Pierre Poilievre attise la grogne de la population envers la tarification du carbone, une mesure phare du premier ministre Justin Trudeau. Il organise régulièrement des rassemblements un peu partout au Canada.

Il n’est pas le seul à miser sur l’opposition à cette taxe pour promouvoir son agenda. Différents groupes, certains plus extrémistes que d’autres, s’inspirent du convoi dit de la liberté, qui a occupé le centre-ville d’Ottawa, en janvier et février 2022, pour atteindre leurs objectifs.

M. Poilievre était tout près de la frontière séparant le Nouveau-Brunswick de la Nouvelle-Écosse, plus tôt cette semaine, quand il a aperçu un campement de manifestants. Il a décidé de façon impromptue d’aller à leur rencontre. Il a serré des mains, encouragé le groupe à poursuivre son combat et salué ce qu’il a qualifié de «bonne vieille révolte fiscale canadienne».

On retrouve dans le campement, érigé au début avril, les symboles et slogans habituels: un drapeau Fuck Trudeau, une auto avec les mots Make Canada Great Again et bien sûr le slogan Ax the tax répété si souvent par M. Poilievre.

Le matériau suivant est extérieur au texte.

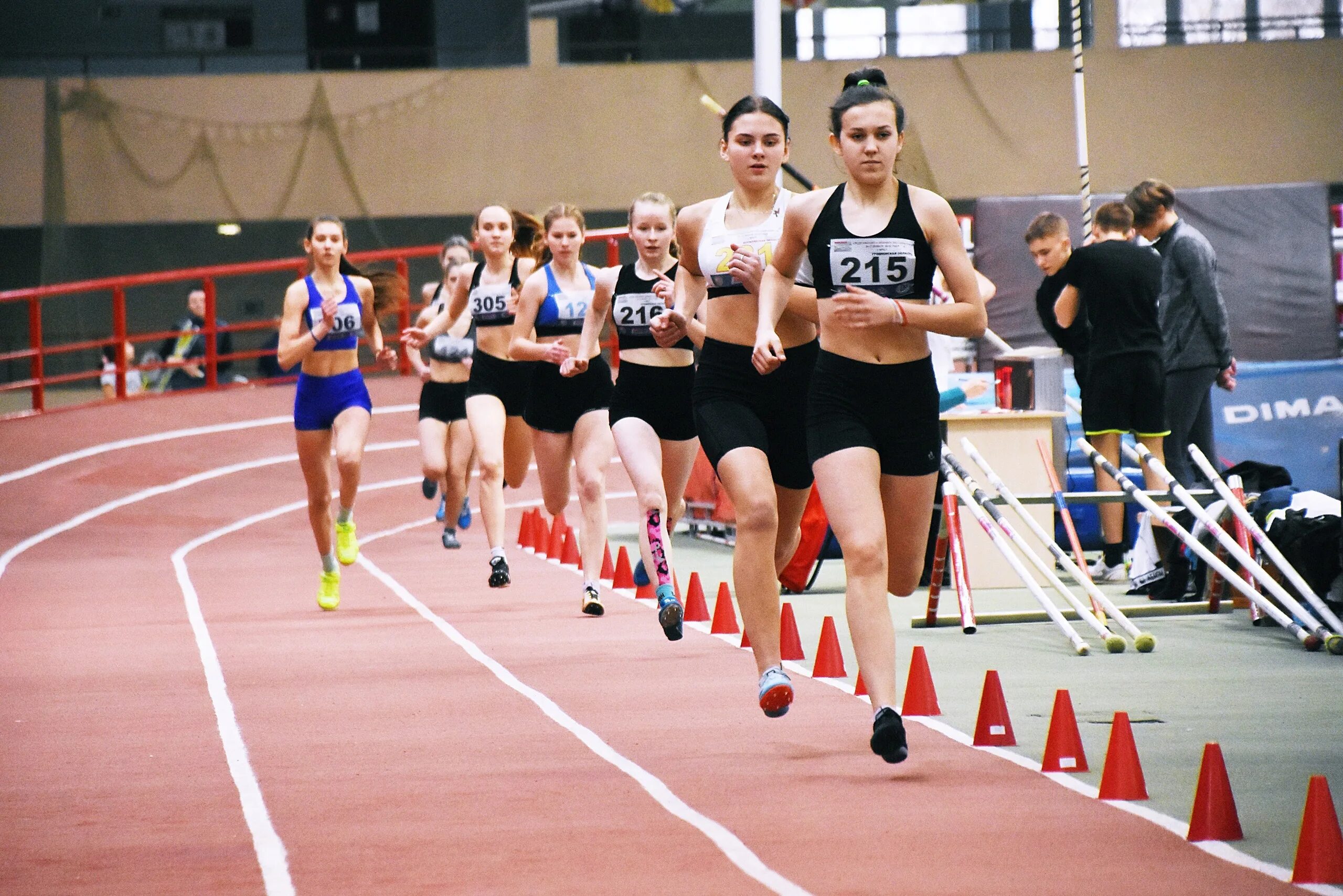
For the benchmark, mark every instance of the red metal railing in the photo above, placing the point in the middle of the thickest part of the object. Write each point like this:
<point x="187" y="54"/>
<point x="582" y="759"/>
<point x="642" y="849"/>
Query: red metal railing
<point x="38" y="351"/>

À un certain moment, le chef conservateur est entré dans une roulotte. Sur celle-ci était peint le drapeau noir et blanc de Diagolon, une communauté en ligne prisée par l’extrême droite canadienne. Selon la GRC, Diagolon fait partie d’une mouvance selon laquelle l’effondrement des gouvernements occidentaux et une guerre civile sont inévitables et qu’il faut accélérer le processus.

Soyons honnêtes. M. Poilievre ne croyait certainement pas qu’il risquait d’être associé à Diagolon quand il s’est présenté devant ce groupe de pseudo-résistants.

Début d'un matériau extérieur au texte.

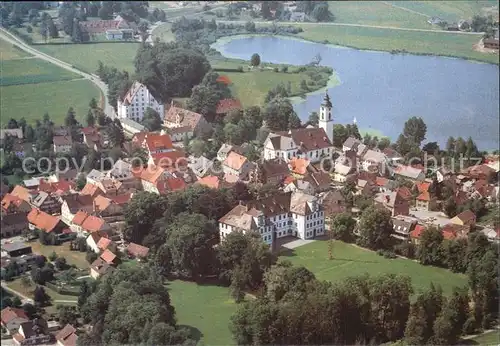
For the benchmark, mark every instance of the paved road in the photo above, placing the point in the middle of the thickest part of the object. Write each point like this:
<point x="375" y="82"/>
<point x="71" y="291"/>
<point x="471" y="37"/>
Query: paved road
<point x="359" y="25"/>
<point x="24" y="299"/>
<point x="7" y="36"/>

Il courtise néanmoins cette tranche de la population. Il parle même leur langage, en faisant référence à une «révolte» en cours.

N’attendez pas de mea-culpa ni de regrets de sa part.

Il est toujours risqué pour les politiciens de participer à un bain de foule. Ceux-ci peuvent être injustement associés aux paroles des gens présents. Ils doivent donc faire preuve de jugement. Certains événements sont plus susceptibles que d’autres de regrouper les intolérants.

Prenez le mouvement 1 million 4 children. Le 20 septembre 2023 , sous le prétexte de défendre les droits des enfants, tout ce qu’il y a d’homophobes et de transphobes au Canada ont participé à une série de manifestations. La plupart des politiciens au Canada se sont tenus loin de ces rassemblements, avec raison.

Au Nouveau-Brunswick, Blaine Higgs n’a pas eu la même retenue. Il a fièrement participé à cette manifestation homophobe. Il a sympathisé avec les marcheurs, ignoré les contre-manifestants et posé devant des affiches présentant les enseignants et les transsexuels comme étant des groomers, c’est-à-dire qu’ils créent un lien de confiance avec des enfants afin d’éventuellement les agresser sexuellement.

Rarement un premier ministre néo-brunswickois a-t-il agi aussi honteusement que ce jour-là, à Fredericton.

Pierre Poilievre a été plus prudent cette semaine.  Il a même refusé d’être pris en photo devant un drapeau Fuck Trudeau. Il a voulu montrer qu’il était proche du peuple dans les médias sociaux, mais n’a pas fait preuve d’autant d’enthousiasme que Blaine Higgs lors de la manifestation de Fredericton contre les droits des élèves transsexuels. Il ne pouvait pas deviner, en descendant de son véhicule, qu’il allait être associé à Diagolon et à ses valeurs intolérantes et extrémistes.

Ses prédécesseurs Andrew Scheer et Erin O’Toole ont été accusés par les membres les plus radicaux de leur parti d’avoir renié les valeurs de la droite conservatrice religieuse. Même chose pour le premier ministre albertain Jason Kenney, qui a été poussé vers la porte de sortie après avoir imposé des mesures sanitaires pendant la pandémie.

Le chef conservateur ne veut pas subir leur sort ni répéter leurs erreurs. C’est légitime.

M. Poilievre doit néanmoins agir de façon plus responsable. Il doit cesser de courtiser les extrémistes et plutôt séduire les Canadiens qui en ont assez du gouvernement Trudeau et qui hésitent malgré tout à se tourner vers lui.